They’re a unique cohort of students at Jacksonville University, entering eager to learn all they can in their chosen subject and leaving not only with their bachelor’s degree but as officers in the U.S. military, proud alumni of one of the largest university units of its kind in the country.
No, they’re not part of JU’s vaunted Naval Reserve Officer Training Corps (NROTC) program, which has produced more than 1,500 commissioned officers and numerous commanders since becoming the first such unit in Florida more than four decades ago.
They’re part of the Medical Enlisted Commissioning Program (MECP) at JU, which offers qualified active-duty enlisted sailors and marines a chance to earn an entry-level nursing degree followed by an appointment as an ensign in the U.S. Navy Nurse Corps. Participants receive full pay and benefits of their pay grades while pursuing their Bachelor of Science in Nursing (BSN), and can use their Montgomery G.I. Bill and other financial assistance to pay for schooling.
Last year, about 45 active-duty personnel were accepted into the highly selective MECP program nationwide, and a dozen chose JU to further their educations. In fact, of the approximately 125 students overall in the program nationwide currently, JU has 31, a high number for a single institution.

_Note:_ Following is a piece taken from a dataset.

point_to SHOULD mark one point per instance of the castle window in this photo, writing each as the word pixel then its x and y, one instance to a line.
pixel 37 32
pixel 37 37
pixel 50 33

According to Stephanie Bloom, Director of Admissions & Enrollment for JU’s College of Health Sciences, the MECP program at JU is so popular because of the campus’ great reputation for being very military-friendly; great support resources for active-duty students; proximity to Navy bases; high program quality; high Licensure (NCLEX) pass rates; and JU’s Critical Care focus being very desirable for students, particularly those who want to get into a trauma or critical care environment after graduation.
“These students are selected from hundreds of applicants from all over the world, and complete their degree with us as well as fulfill their Navy requirements in 36 months or less,” said Bloom. “JU has an excellent reputation among the MECP community, and these students are a wonderful asset to the Nursing program and the University. They also illustrate the great reputation we have as a military-friendly institution.”
Dating back to the program’s beginnings at JU in 2005, numerous MECP students have gone on to stations all over the world serving as Navy nurses, including at large Navy base hospitals such as Balboa Naval Hospital in San Diego; Walter Reed National Military Medical Center in Bethesda, Md.; and Naval Hospital at NAS Jacksonville.
This year, five students graduated from the program April 25 with their BSNs and were commissioned, along with one graduate from the Seaman to Admiral-21 (STA-21) Commissioning Program. Commissioned through the MECP program were Ensign Damaris Parrilla-Fernandez, Ensign Shannon Myers, Ensign Wesley Limberg, Ensign Julius Jones and Ensign Robert Todd Brown. Additionally, Lisa Bruscato was commissioned an Ensign as part of the Navy’s STA 21 program.
JU has one of the largest active MECP student groups in the country, and this fall will boast 31 active MECP students in the School of Nursing’s BSN program (one of those is 17-year Navy veteran Brian Holcomb, who turns 35 next week and is being celebrated nationwide for becoming the oldest starter in NCAA history after pitching for the JU Dolphins April 28).
“I have developed a great appreciation for JU partly due to its commitment to the military,” said Julius Jones, JU’s exiting MECP senior leader, who heads with his family to San Diego this summer to begin his career as an officer. “The MECP program … is growing quickly in the JU School of Nursing, and is giving the University a great reputation within the military community.”
Selectees for the program must participate in a nationally accredited academic program leading to a bachelor’s degree in nursing. If eligible, they may use the Veterans Educational Assistance Program (VEAP) or Montgomery Government Issue Bill (MGIB) educational benefits (click here). Graduates incur an 8-year military service obligation, of which a minimum of 4 years must be served on active duty.
Eligibility requirements include a recommendation by an applicant’s Commanding Officer; service on active duty in the U.S. Navy, U.S. Marine Corps or U.S. Navy Reserve; and ability to complete the nursing degree requirements and be commissioned before age 42.